GOBLET D'ALVIELLA, EUGÈNE (18461925), was a Belgian historian of religions, jurist, politician, and grand master of Freemasonry (which means, in Belgium, that one is anticlerical). Count Goblet d'Alviella was the first professor of history of religions at the Université Libre (i.e., "free thinking") of Brussels, of which he was rector from 1896 to 1898. He was militant as a freethinker in trying to have the teaching of religion in schools replaced by that of the science of religion.

Goblet d'Alviella divided the study of religions into three disciplines: "hierography," "hierology," and "hierosophy." Hierography describes the development of each of the known religions. Hierology, by comparing religions, tries to formulate laws of evolution of religious phenomena; it thus "makes up for the paucity of information, in any given race or society, about the history of a belief or an institution, by appealing to the environment or period." Hierology is purely factual, while hierosophy is a philosophical attempt at classifying the various conceptions of humanity's relations with "superhuman beings."

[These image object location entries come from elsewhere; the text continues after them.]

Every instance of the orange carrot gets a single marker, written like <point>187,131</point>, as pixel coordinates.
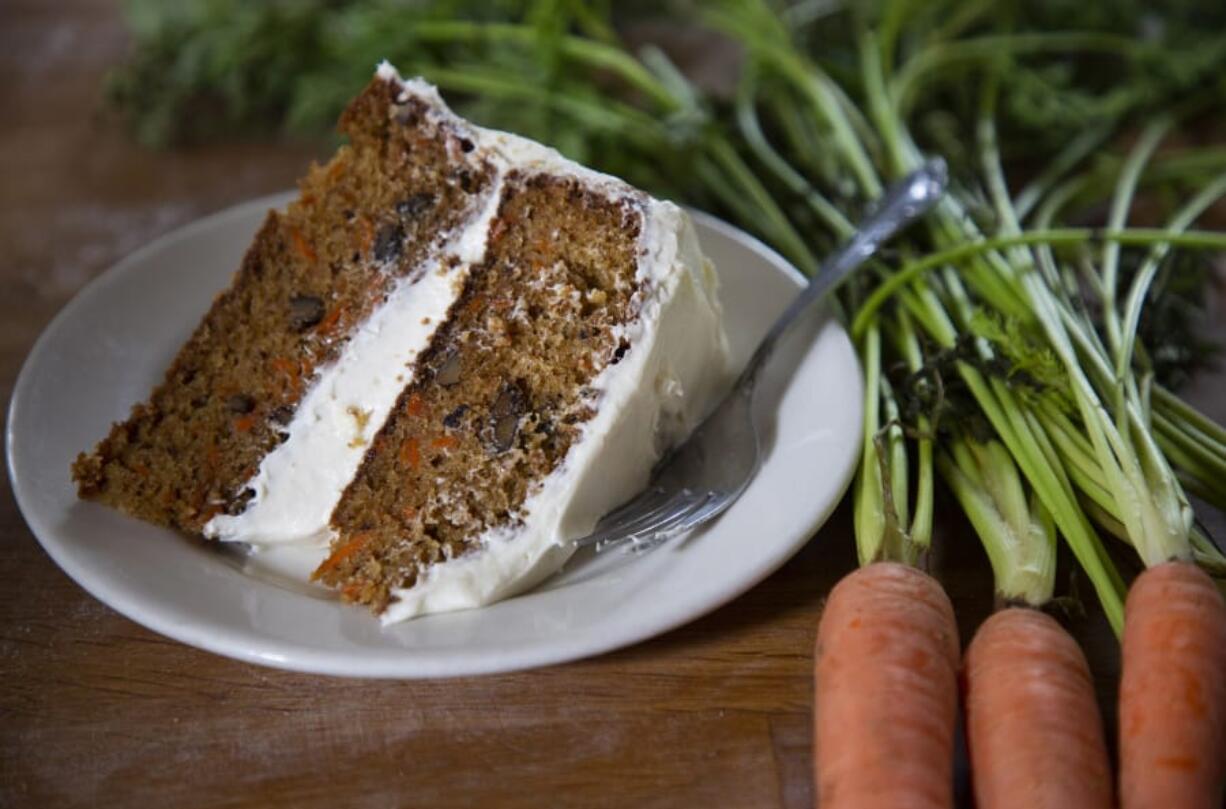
<point>1172,693</point>
<point>1032,726</point>
<point>887,691</point>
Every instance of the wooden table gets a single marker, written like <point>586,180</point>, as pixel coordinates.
<point>98,711</point>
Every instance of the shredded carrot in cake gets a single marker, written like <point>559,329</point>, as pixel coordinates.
<point>353,546</point>
<point>302,246</point>
<point>411,452</point>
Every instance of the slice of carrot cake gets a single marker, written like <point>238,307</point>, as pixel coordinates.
<point>451,354</point>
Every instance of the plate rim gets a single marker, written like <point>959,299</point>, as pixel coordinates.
<point>288,655</point>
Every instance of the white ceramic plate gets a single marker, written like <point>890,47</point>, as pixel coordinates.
<point>112,342</point>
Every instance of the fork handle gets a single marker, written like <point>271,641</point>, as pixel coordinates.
<point>902,204</point>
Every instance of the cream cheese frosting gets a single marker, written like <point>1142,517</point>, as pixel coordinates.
<point>673,373</point>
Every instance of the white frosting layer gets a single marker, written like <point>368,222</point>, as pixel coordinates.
<point>674,370</point>
<point>299,482</point>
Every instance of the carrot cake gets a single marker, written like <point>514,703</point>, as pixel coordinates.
<point>450,356</point>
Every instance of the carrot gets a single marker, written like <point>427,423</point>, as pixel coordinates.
<point>1032,726</point>
<point>887,691</point>
<point>1172,693</point>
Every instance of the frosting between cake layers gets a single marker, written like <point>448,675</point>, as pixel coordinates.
<point>674,372</point>
<point>670,378</point>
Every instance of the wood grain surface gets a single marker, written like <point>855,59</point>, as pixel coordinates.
<point>97,711</point>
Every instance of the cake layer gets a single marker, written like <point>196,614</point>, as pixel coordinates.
<point>451,354</point>
<point>313,276</point>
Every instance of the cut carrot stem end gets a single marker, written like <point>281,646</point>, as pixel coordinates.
<point>1032,726</point>
<point>885,691</point>
<point>1172,691</point>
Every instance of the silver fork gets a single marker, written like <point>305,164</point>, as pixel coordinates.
<point>699,479</point>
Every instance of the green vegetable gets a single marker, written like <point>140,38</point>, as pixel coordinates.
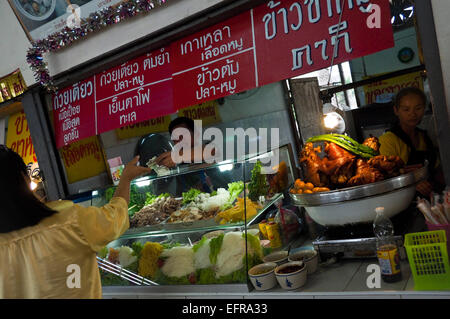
<point>109,279</point>
<point>165,280</point>
<point>205,276</point>
<point>199,244</point>
<point>346,143</point>
<point>170,245</point>
<point>137,199</point>
<point>153,198</point>
<point>258,184</point>
<point>214,247</point>
<point>134,267</point>
<point>109,193</point>
<point>190,195</point>
<point>253,245</point>
<point>234,189</point>
<point>137,248</point>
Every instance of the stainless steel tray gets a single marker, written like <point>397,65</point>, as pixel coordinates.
<point>358,192</point>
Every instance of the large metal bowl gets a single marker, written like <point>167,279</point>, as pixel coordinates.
<point>357,204</point>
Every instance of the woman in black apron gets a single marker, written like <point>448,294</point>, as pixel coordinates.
<point>409,107</point>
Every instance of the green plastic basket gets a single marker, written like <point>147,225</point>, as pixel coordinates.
<point>428,259</point>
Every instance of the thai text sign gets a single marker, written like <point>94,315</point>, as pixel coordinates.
<point>385,90</point>
<point>272,42</point>
<point>19,140</point>
<point>83,159</point>
<point>207,112</point>
<point>12,85</point>
<point>154,125</point>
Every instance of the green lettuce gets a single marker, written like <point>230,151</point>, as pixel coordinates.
<point>234,189</point>
<point>214,248</point>
<point>151,198</point>
<point>137,248</point>
<point>199,244</point>
<point>190,195</point>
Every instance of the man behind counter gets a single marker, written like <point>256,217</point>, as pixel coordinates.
<point>185,140</point>
<point>409,142</point>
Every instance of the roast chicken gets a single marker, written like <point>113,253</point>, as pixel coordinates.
<point>340,168</point>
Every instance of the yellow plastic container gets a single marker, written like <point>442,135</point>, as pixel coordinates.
<point>428,259</point>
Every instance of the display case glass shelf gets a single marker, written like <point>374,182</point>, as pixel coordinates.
<point>198,224</point>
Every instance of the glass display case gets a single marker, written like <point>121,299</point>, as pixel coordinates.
<point>198,224</point>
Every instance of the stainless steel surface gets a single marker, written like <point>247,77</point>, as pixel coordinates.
<point>353,248</point>
<point>359,192</point>
<point>123,273</point>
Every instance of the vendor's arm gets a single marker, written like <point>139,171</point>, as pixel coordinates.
<point>166,159</point>
<point>101,225</point>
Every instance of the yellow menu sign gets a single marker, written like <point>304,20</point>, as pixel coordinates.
<point>383,91</point>
<point>19,140</point>
<point>11,86</point>
<point>158,124</point>
<point>83,159</point>
<point>208,112</point>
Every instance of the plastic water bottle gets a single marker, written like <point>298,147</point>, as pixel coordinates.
<point>387,251</point>
<point>382,226</point>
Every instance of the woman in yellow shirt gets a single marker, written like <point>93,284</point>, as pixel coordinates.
<point>49,251</point>
<point>409,142</point>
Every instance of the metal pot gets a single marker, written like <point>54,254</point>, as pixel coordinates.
<point>357,204</point>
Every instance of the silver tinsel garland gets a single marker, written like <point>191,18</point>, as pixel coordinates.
<point>94,22</point>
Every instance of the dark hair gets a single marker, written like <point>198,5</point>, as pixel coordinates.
<point>181,121</point>
<point>409,91</point>
<point>20,208</point>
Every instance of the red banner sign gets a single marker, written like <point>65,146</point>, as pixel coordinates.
<point>74,112</point>
<point>275,41</point>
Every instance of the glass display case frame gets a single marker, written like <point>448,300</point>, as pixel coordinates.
<point>189,233</point>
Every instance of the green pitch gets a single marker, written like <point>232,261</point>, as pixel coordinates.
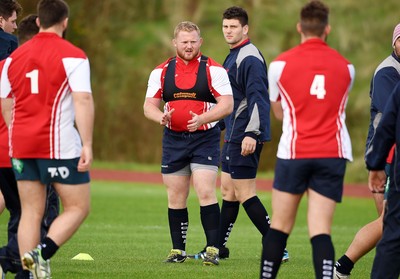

Although lacking special philological training, Goblet d'Alviella studied, in hierography, various domains: Egyptian religion, Mithraism, Greek religion, Christianity, and Hinduism. In hierology, his most notable work was La migration des symboles (1891), in which he studied the forms, meanings, and migrations of such religious symbols as the swastika, the sacred tree, and the winged disk. The winged disk, for instance, originated in Egypt as a symbol of the sun and was adopted by the Syrians, the Hittites, the Assyrians, and the Persians, with additions and transformations in both form and meaning. In hierosophy Goblet d'Alviella studied Rationalist churches, the belief in immortality, the Buddhist catechism, progress, syncretism, and the crisis of religion.

Bibliography

A large number of Goblet d'Alviella's articles are reprinted in book form under the title Croyances, rites, institutions, 3 vols. (Paris, 1911). Three of his works exist in English translation: Contemporary Evolution of Religious Thought in England, America, and India (New York, 1886); The Migration of Symbols (London, 1894); and his Hibbert Lectures of 1891, Lectures on the Origin and Growth of the Conception of God as Illustrated by Anthropology and History (London, 1892). A good summary of Goblet d'Alviella's work can be found in the article by Julien Ries in the Dictionnaire des religions (Paris, 1984).

New Sources

Dierkens, Alain, ed. Eugene Goblet d'Alviella, Historien et Franc-Maçon. Brussels, 1995.

Mollier, Pierre. "La Réécriture du Grade Maçonnique de Chevalier du Soleil par Eugène Goblet d'Alviella: Sources, Enjeux et Sens." In Eugene Goblet d'Alviella, Historien et Franc-Maçon. Brussels, 1995.